Regular Expression used:
1. “^-” indicates start matching the pattern from
beginning of the string.
2. “([0-9]+)”- is the capture group. Means look for one
or more digits.
3. + means one or more occurances of digits.
4. “([0-9]+) hr” captures digits before the word hr or
hrs.
5. “([0-9]+) min” captures digits before
min/mins/minutes words.
#extract number of hours
audible_data$hour_component <- stringr::str_extract(audible_data$time,
pattern = '^([0-9]+) hr')
#remove the 'hr' part
audible_data$hour_component <- stringr::str_replace(audible_data$hour_component,
pattern = ' hr', replacement = '')
#extract number of minutes
audible_data$min_component <- stringr::str_extract(audible_data$time, pattern = '([0-9]+) min')
#remove the 'min' part
audible_data$min_component <- stringr::str_replace(audible_data$min_component,
pattern = ' min', replacement = '')## # A tibble: 5 × 3
## time hour_component min_component
## <chr> <chr> <chr>
## 1 2 hrs and 20 mins 2 20
## 2 13 hrs and 8 mins 13 8
## 3 2 hrs and 3 mins 2 3
## 4 11 hrs and 16 mins 11 16
## 5 10 hrs 10 <NA>
## Rows: 87,489
## Columns: 13
## $ name <chr> "Geronimo Stilton #11 & #12", "The Burning Maze", "The …
## $ author1 <chr> "Geronimo Stilton", "Rick Riordan", "Jeff Kinney", "Ric…
## $ author2 <chr> NA, NA, NA, NA, NA, NA, NA, NA, NA, NA, NA, NA, NA, NA,…
## $ author3 <chr> NA, NA, NA, NA, NA, NA, NA, NA, NA, NA, NA, NA, NA, NA,…
## $ author4 <chr> NA, NA, NA, NA, NA, NA, NA, NA, NA, NA, NA, NA, NA, NA,…
## $ narrator <chr> "Bill Lobely", "Robbie Daymond", "Dan Russell", "Soneel…
## $ time <chr> "2 hrs and 20 mins", "13 hrs and 8 mins", "2 hrs and 3 …
## $ releasedate <chr> "04-08-08", "01-05-18", "06-11-20", "05-10-21", "13-01-…
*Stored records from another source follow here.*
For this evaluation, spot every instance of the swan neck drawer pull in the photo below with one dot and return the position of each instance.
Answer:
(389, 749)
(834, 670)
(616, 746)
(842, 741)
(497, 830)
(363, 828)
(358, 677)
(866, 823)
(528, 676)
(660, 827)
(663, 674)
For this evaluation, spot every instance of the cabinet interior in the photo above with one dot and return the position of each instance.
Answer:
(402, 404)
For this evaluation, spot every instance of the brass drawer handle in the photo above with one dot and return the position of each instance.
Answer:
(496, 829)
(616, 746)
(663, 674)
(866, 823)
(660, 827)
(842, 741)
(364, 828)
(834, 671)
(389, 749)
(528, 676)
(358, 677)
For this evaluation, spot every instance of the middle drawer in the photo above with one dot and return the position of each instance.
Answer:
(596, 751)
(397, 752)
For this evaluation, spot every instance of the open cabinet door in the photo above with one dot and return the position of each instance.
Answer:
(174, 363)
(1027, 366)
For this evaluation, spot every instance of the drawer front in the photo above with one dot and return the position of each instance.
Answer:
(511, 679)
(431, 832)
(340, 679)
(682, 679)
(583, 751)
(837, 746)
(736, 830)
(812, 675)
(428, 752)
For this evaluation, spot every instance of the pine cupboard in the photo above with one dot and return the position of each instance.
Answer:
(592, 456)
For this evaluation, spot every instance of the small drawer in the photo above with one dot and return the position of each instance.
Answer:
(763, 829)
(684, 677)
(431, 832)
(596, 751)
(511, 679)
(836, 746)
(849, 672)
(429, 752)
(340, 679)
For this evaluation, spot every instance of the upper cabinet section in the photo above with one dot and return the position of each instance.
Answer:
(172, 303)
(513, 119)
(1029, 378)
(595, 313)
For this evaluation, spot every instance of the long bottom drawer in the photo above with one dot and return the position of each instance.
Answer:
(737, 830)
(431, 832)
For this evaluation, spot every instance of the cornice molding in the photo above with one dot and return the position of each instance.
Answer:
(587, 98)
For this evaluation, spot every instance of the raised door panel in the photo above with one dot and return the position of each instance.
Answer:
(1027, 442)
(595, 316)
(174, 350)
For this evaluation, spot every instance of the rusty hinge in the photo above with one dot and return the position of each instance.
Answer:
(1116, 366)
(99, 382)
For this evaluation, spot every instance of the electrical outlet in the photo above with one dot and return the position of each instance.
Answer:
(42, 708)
## $ language <chr> "English", "English", "English", "English", "English", …
## $ stars <chr> "5 out of 5 stars34 ratings", "4.5 out of 5 stars41 rat…
## $ price <chr> "468.00", "820.00", "410.00", "615.00", "820.00", "656.…
## $ hour_component <chr> "2", "13", "2", "11", "10", "10", "2", "12", "10", "13"…
## $ min_component <chr> "20", "8", "3", "16", NA, "35", "23", "32", "56", "22",…
Now, after digits extraction, values like ‘24
mins’ will keep 24 in minute column and NA in hour
column.
Similarly, a value like ‘11 hrs’ will keep NA
in minutes column.
Below, these NA values have been replaced with 0.
Now, we can change the datatype of hour and minutes from strings to integers.
#convert the hour and min column to int type
audible_data = audible_data %>%
mutate(hour_component = as.integer(hour_component),
min_component = as.integer(min_component))Dates are written in dd-mm-yy format.
They are in character format and will be converted to date type.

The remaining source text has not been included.